PESQUISADORES FARÃO CENSO DA SAÚDE INDÍGENA

A Fundação MacArthur, dos EUA, está financiando um dos maiores levantamentos sobre saúde indígena feitos no Brasil. É um projeto de três anos, que irá avaliar aproximadamente três mil índios dos grupos tupi-mondé (Rondônia e norte do Mato Grosso), xavante e nambikwára (Mato Grosso). Os três grupos englobam um total de nove mil índios. Esses grupos enfrentam problemas graves de saúde devido a aculturação, processo em marcha acelerada especialmente em RO e MT. As crianças tupi-mondé, por exemplo, enfrentam sérias dificuldades: 45% delas estão desnutridas.
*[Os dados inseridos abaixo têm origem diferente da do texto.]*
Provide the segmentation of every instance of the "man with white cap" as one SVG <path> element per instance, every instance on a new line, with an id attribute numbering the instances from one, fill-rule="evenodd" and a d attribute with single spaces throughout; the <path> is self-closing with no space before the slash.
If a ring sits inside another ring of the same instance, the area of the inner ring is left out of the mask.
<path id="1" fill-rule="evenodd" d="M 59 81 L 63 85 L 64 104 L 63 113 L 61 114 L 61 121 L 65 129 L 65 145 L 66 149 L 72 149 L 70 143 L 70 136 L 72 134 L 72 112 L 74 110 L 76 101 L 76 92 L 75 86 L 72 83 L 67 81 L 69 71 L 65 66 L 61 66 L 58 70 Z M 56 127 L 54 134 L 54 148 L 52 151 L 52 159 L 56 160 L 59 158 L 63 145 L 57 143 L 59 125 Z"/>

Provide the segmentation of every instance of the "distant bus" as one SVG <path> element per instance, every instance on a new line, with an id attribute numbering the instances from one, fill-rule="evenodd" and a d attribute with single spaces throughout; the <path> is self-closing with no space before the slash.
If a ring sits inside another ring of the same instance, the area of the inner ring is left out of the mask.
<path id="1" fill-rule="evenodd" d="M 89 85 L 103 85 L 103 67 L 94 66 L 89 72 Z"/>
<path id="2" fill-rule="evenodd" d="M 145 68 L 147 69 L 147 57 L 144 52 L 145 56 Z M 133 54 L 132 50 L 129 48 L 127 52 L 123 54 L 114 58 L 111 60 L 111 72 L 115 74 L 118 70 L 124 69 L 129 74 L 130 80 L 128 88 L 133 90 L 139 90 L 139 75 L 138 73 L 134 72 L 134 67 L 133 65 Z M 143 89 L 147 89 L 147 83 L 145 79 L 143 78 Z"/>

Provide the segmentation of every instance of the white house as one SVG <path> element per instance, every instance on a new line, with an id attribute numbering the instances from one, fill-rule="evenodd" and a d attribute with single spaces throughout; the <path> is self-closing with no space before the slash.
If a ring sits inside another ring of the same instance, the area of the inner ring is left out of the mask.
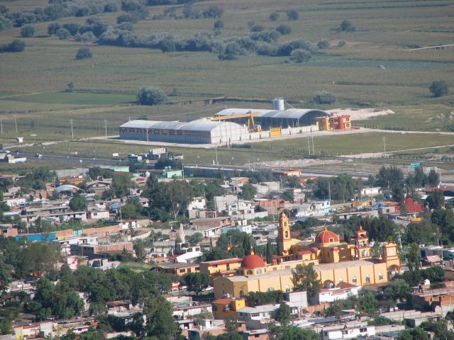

O índice é maior que o encontrado nas áreas mais pobres da região Nordeste, onde a prevalência de desnutrição é de cerca de 24%. As crianças índias, como as nordestinas, já estão com a estatura menor por causa da desnutrição. O grupo tupi-mondé concentra as tribos zoró, gavião e suruí, num total aproximado de mil índios. Quase 70% das índias suruí sofre de inflamações genitais. O grupo tupi-mondé enfrenta uma série de doenças sexualmente transmissíveis. Este grupo e o xavante já tiveram o estado de saúde parcialmente avaliado em estudos anteriores. Já os nambikwára terão a saúde acompanhada pela primeira vez. A Fundação MacArthur destina anualmente sete bolsas para o Brasil, para estudos sobre meio ambiente, saúde e população. O projeto atual será realizado por uma equipe de 10 pesquisadores, entre os quais o brasileiro Ricardo Ventura dos Santos. Ele é pesquisador da Escola Nacional de Saúde Pública, da FIOCRUZ, no Rio de Janeiro (FSP).